A Missing Link


We've been pretty sure that low-mass X-ray binaries turn into millisecond pulsars for a while now. But no one had ever seen the one turn into the other. Thanks to the drift-scan survey, now we have.

The system, J1023, is currently behaving just like a normal millisecond pulsar: it spins very regularly, and we see radio pulses every cycle. But in 2001, before anyone had any idea there might be a pulsar there, optical observations showed that it was flickering, blue, brighter than usual, and had double-peaked emission lines. All of these are signs of hot gas flowing in the system, and the double-peaked lines in particular are a pretty clear indication that the system had an accretion disk. Unfortunately nobody knew to point an X-ray telescope at J1023 while it was doing this, but it seems pretty clear in retrospect that it was an X-ray binary at the time.
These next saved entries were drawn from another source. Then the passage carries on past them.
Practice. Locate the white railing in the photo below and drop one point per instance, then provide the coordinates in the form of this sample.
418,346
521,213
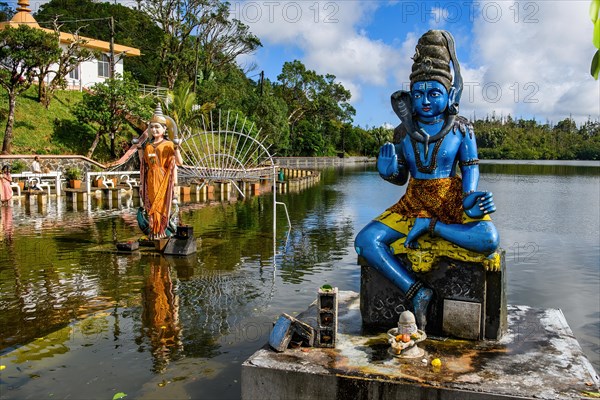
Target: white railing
124,177
158,91
42,180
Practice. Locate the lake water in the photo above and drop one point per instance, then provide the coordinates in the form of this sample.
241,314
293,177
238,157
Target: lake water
79,322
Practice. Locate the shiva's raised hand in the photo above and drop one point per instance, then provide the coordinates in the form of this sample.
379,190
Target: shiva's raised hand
478,204
387,162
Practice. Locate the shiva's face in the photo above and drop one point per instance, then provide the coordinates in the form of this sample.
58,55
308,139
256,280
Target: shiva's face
157,130
429,98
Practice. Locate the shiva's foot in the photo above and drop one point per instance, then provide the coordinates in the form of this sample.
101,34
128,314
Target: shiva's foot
420,303
420,227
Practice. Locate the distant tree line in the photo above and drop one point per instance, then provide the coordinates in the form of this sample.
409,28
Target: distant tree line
191,46
522,139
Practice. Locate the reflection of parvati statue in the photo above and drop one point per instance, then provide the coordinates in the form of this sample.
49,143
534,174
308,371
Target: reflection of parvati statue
160,314
158,162
440,209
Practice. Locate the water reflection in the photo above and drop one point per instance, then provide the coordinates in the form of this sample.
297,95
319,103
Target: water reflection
160,314
6,224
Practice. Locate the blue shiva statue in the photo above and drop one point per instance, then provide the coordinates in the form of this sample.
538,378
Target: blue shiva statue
430,144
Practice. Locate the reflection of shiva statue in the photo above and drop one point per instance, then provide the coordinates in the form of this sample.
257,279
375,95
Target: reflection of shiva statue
441,213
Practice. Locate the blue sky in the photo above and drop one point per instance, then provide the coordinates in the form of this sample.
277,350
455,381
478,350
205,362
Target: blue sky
528,59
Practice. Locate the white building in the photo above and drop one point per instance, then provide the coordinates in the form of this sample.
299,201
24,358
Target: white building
88,72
In 2002, observations showed the emission lines were gone, the brightness and color were back to 1999 levels, and the flickering was tailing off to nothing. So the optical story stands today: no sign of an accretion disk. But there is clearly a radio pulsar there, and we're able to make some extremely good measurements of the system because of it. We know that the pulsar is 7.2 times as massive as its companion, for example, and if the pulsar has a typical neutron star mass of 1.4 solar masses, the system is 1.3 kiloparsecs away (about 4200 light-years) and we're seeing it at an angle of 46 degrees.
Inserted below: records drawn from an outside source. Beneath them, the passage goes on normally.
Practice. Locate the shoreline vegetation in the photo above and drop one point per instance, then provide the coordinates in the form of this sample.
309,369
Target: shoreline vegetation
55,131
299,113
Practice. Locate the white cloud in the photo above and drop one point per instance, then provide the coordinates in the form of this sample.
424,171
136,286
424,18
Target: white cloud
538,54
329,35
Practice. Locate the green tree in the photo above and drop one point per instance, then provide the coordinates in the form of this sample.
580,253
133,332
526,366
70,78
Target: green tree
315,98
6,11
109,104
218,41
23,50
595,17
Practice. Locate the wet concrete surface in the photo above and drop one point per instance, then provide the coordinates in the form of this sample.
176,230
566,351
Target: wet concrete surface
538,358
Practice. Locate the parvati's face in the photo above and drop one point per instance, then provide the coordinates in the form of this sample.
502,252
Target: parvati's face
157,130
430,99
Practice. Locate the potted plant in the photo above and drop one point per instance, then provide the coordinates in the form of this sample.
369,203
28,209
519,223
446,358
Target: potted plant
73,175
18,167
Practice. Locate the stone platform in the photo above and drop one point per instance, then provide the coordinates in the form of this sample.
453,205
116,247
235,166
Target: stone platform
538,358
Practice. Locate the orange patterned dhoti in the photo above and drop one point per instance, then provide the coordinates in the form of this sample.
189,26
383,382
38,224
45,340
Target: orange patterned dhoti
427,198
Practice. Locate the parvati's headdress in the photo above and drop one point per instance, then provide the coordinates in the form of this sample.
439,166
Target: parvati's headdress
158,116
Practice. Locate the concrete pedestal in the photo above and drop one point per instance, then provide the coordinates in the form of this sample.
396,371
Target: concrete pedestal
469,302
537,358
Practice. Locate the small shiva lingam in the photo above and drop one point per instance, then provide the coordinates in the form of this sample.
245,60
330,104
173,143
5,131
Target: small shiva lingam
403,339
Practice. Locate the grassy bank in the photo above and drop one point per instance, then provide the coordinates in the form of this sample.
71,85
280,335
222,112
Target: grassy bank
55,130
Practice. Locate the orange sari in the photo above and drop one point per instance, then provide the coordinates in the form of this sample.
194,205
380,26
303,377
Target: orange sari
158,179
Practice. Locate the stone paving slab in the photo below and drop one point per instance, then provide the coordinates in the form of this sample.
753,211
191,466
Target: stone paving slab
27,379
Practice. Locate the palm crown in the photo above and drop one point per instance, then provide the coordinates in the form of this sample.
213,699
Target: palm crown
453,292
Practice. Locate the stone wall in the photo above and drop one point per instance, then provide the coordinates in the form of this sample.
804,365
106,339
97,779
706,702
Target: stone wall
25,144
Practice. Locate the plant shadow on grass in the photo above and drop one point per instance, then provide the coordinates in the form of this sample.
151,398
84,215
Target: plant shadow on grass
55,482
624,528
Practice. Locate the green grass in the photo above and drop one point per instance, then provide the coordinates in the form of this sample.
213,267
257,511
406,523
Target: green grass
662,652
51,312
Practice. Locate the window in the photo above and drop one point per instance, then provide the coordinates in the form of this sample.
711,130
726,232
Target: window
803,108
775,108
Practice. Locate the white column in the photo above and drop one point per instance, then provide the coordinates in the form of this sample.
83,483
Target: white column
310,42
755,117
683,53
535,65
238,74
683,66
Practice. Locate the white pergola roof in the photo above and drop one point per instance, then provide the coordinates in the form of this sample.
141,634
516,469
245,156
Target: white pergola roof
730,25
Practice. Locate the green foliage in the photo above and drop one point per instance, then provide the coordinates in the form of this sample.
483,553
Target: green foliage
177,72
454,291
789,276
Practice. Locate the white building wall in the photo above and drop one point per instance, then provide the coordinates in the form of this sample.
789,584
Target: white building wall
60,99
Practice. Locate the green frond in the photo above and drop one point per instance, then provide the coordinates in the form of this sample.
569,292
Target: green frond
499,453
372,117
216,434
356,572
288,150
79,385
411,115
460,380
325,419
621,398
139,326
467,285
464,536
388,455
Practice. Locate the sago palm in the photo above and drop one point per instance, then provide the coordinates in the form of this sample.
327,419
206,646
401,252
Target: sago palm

The image above is a pair of artists' renditions of it (well, sort of, I did most of the work using the software binsim and I'm hardly an artist, though Joeri van Leeuwen improved them significantly). They assume the pulsar's mass is 1.4 solar masses, and show the system as we think it was in 2000 and now. The hot disk of matter, present in 2000 but absent now, produced the optical emission that was observed, but (we think) it was blown away when a drop in the accretion rate allowed the radio pulsar to turn on, producing not just the beam of radio waves pictured in the image but also a powerful wind.
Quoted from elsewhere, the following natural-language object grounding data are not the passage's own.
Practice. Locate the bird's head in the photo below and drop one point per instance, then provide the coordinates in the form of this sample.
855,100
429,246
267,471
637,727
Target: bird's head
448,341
Since we know the system went through one roughly two-year active phase, it seems entirely possible that it will do so again within the next few years. If that happens, we'll be able to watch the formation of an accretion disk in a system where we have very good measurements of the orbit and system geometry from pulsar timing. That's never been seen before, and will be very exciting.


While I was the one who found this source, everyone involved in the drift-scan survey did essential work in making it possible for me to find it, and I worked with many other people to carry out the follow-up observations, so let me thank all my collaborators: Ingrid H. Stairs, Scott M. Ransom, Victoria M. Kaspi, Vladislav I. Kondratiev, Duncan R. Lorimer, Maura A. McLaughlin, Jason Boyles, Jason W. T. Hessels, Ryan Lynch, Joeri van Leeuwen, Mallory S. E. Roberts, Frederick Jenet, David J. Champion, Rachel Rosen, Brad N. Barlow, Bart H. Dunlap, and Ronald A. Remillard.